The recent approvals of Redemplo and Tryngolza signal a new era for people living with FCS — one in which pancreatitis is no longer an inevitable outcome and triglyceride levels can finally be brought under control. For patients like Julie, these therapies offer not just clinical improvement but the chance to reclaim time, energy, and milestones once overshadowed by hospitalization and uncertainty. As awareness grows, specialists will more readily recognize the signs of FCS, and more patients can be accurately diagnosed and connected with effective treatment sooner.
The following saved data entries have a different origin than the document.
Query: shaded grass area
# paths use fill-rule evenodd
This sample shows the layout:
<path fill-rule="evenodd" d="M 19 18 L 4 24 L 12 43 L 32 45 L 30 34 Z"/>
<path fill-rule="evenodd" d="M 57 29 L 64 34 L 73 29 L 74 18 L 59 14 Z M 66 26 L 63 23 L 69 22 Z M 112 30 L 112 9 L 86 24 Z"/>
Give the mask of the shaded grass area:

While careful dietary management and lifestyle changes will remain essential, the combination of these new targeted therapies with comprehensive care offers real hope that FCS may become a manageable condition rather than a life-defining burden.

^References:

1. Regmi M, Rehman A. Familial Hyperchylomicronemia Syndrome. 2023 Aug 8. In: StatPearls [Internet]. Treasure Island (FL): StatPearls Publishing; 2025 Jan–. PMID: 31869119.
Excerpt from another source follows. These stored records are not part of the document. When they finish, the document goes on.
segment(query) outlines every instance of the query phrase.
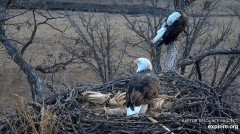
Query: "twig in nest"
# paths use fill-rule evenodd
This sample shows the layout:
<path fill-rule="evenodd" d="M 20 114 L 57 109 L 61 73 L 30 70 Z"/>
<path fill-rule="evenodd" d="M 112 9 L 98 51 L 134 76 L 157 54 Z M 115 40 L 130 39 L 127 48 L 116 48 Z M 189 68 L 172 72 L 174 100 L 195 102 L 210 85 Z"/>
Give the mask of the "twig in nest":
<path fill-rule="evenodd" d="M 147 117 L 152 123 L 158 123 L 158 121 L 156 121 L 155 119 L 153 119 L 152 117 Z M 171 132 L 171 130 L 164 126 L 163 124 L 159 124 L 163 129 L 165 129 L 167 132 Z M 171 134 L 174 134 L 173 132 Z"/>
<path fill-rule="evenodd" d="M 152 123 L 157 123 L 158 121 L 156 121 L 155 119 L 153 119 L 152 117 L 147 117 Z"/>

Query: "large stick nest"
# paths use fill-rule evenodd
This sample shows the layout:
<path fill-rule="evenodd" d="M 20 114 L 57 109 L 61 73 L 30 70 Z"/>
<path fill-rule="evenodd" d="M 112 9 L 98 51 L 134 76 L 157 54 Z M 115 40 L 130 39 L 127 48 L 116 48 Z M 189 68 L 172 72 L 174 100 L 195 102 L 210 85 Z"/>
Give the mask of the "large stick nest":
<path fill-rule="evenodd" d="M 161 94 L 146 115 L 125 115 L 129 78 L 81 85 L 48 98 L 44 105 L 14 95 L 16 109 L 0 120 L 0 133 L 239 133 L 208 125 L 238 125 L 240 114 L 213 88 L 168 72 L 159 76 Z"/>

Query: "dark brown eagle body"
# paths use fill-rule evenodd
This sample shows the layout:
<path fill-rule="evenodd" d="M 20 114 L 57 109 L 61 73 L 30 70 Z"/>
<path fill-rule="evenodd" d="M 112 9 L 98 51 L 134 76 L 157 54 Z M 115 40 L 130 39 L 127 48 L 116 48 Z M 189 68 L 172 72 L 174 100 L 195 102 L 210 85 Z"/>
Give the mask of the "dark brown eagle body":
<path fill-rule="evenodd" d="M 162 41 L 159 42 L 158 46 L 163 43 L 168 45 L 170 42 L 176 40 L 181 32 L 185 31 L 185 27 L 187 26 L 187 17 L 183 16 L 183 14 L 167 28 L 166 32 L 162 36 Z"/>
<path fill-rule="evenodd" d="M 127 107 L 134 110 L 135 106 L 149 104 L 159 94 L 160 81 L 152 70 L 137 72 L 129 81 L 126 94 Z"/>
<path fill-rule="evenodd" d="M 173 18 L 173 17 L 170 17 L 171 15 L 173 15 L 174 13 L 180 13 L 180 17 L 178 18 Z M 186 31 L 186 27 L 188 25 L 188 17 L 187 15 L 179 10 L 179 11 L 176 11 L 172 13 L 165 21 L 164 21 L 164 25 L 165 25 L 165 28 L 166 30 L 162 30 L 164 33 L 158 33 L 158 34 L 161 34 L 161 36 L 159 36 L 158 38 L 154 39 L 153 43 L 157 43 L 157 46 L 160 46 L 162 44 L 165 44 L 165 45 L 168 45 L 169 43 L 173 42 L 174 40 L 177 39 L 177 37 L 180 35 L 181 32 L 185 32 L 187 34 L 187 31 Z M 169 21 L 170 19 L 172 19 L 172 23 L 169 24 L 167 23 L 167 21 Z M 163 28 L 163 26 L 162 26 Z M 158 35 L 157 34 L 157 35 Z"/>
2. Watts GF, Rosenson RS, Hegele RA, Goldberg IJ, Gallo A, Mertens A, Baass A, Zhou R, Muhsin M, Hellawell J, Leeper NJ, Gaudet D; PALISADE Study Group. Plozasiran for Managing Persistent Chylomicronemia and Pancreatitis Risk. N Engl J Med. 2025 Jan 9;392(2):127-137. doi: 10.1056/NEJMoa2409368. Epub 2024 Sep 2. PMID: 39225259.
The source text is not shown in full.